We returned to Connecticut, but since our conversion we have moved three times. It has been difficult to feel the connection of parish community with all this moving, but we have met many beautiful Catholic souls along the way. Jesus is always present in the Eucharist and we always know that the Catholic Church is home, no matter where we travel. His amazing truth is available to us through the Catechism and the writings of Popes and saints. We are surrounded by a multitude of heroes of the Faith. It can be a real problem to not be overwhelmed by this wealth of good witnesses!
God has blessed our family in innumerable ways.
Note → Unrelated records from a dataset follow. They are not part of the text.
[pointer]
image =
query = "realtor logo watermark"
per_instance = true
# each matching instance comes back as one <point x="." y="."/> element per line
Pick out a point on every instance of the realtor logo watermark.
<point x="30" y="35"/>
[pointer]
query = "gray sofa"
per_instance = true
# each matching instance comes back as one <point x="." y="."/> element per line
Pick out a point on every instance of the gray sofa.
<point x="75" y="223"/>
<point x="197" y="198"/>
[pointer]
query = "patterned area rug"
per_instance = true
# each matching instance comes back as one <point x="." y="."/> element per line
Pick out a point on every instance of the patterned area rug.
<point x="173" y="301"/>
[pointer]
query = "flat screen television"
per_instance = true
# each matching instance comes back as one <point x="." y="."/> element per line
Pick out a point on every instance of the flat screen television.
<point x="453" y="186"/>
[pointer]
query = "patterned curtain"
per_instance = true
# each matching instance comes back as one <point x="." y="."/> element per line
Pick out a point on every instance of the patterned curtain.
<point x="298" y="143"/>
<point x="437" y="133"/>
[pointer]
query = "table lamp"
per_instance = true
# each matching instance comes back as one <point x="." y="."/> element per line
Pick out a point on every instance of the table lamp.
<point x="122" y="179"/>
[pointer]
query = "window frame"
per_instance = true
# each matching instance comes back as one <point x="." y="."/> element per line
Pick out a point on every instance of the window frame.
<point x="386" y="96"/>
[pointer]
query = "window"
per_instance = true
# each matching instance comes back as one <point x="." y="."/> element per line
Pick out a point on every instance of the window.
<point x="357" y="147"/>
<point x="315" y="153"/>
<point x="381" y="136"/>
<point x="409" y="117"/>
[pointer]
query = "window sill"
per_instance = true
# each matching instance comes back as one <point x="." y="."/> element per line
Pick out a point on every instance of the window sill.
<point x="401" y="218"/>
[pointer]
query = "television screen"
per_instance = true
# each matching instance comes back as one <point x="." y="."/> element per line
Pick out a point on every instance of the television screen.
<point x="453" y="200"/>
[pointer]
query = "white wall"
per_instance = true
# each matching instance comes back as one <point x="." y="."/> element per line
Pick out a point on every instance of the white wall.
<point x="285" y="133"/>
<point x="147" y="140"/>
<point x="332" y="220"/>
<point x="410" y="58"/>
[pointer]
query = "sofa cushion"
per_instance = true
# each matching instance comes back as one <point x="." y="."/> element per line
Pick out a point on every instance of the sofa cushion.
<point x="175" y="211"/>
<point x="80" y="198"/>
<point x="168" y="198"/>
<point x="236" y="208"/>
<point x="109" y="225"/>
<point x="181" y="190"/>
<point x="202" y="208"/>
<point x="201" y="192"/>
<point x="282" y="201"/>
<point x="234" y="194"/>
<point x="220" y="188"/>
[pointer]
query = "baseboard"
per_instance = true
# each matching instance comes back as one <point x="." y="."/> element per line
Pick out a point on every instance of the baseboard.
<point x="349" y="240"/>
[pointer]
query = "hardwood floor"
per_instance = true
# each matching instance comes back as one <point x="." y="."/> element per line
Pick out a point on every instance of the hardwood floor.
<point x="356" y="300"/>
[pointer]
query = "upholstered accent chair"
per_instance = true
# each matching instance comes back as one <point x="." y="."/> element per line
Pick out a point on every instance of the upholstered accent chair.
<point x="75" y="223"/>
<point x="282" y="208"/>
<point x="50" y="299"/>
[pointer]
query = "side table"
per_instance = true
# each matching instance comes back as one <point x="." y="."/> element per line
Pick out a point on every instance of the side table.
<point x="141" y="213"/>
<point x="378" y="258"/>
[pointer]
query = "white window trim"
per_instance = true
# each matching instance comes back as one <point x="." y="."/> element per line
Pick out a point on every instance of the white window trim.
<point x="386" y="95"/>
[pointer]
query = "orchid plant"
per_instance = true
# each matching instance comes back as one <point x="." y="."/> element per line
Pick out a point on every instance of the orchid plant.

One night after supper, I asked Lydia and Joseph, “Do you realize that you probably would not exist if not for the Catholic Church?” No, they hadn’t. I explained, in simple terms, why this was so.
It has been good for me to attempt writing our story — to take stock, to remember where we came from. It gives perspective. Relations with my parents are still strained whenever topics touching on faith are mentioned, but I am slowly learning the message of the Cross, best understood within the Catholic Church, to “consider it pure joy whenever you face trials of many kinds” and to “Always and everywhere give thanks!”
Blessed are those called to the Supper of the Lamb!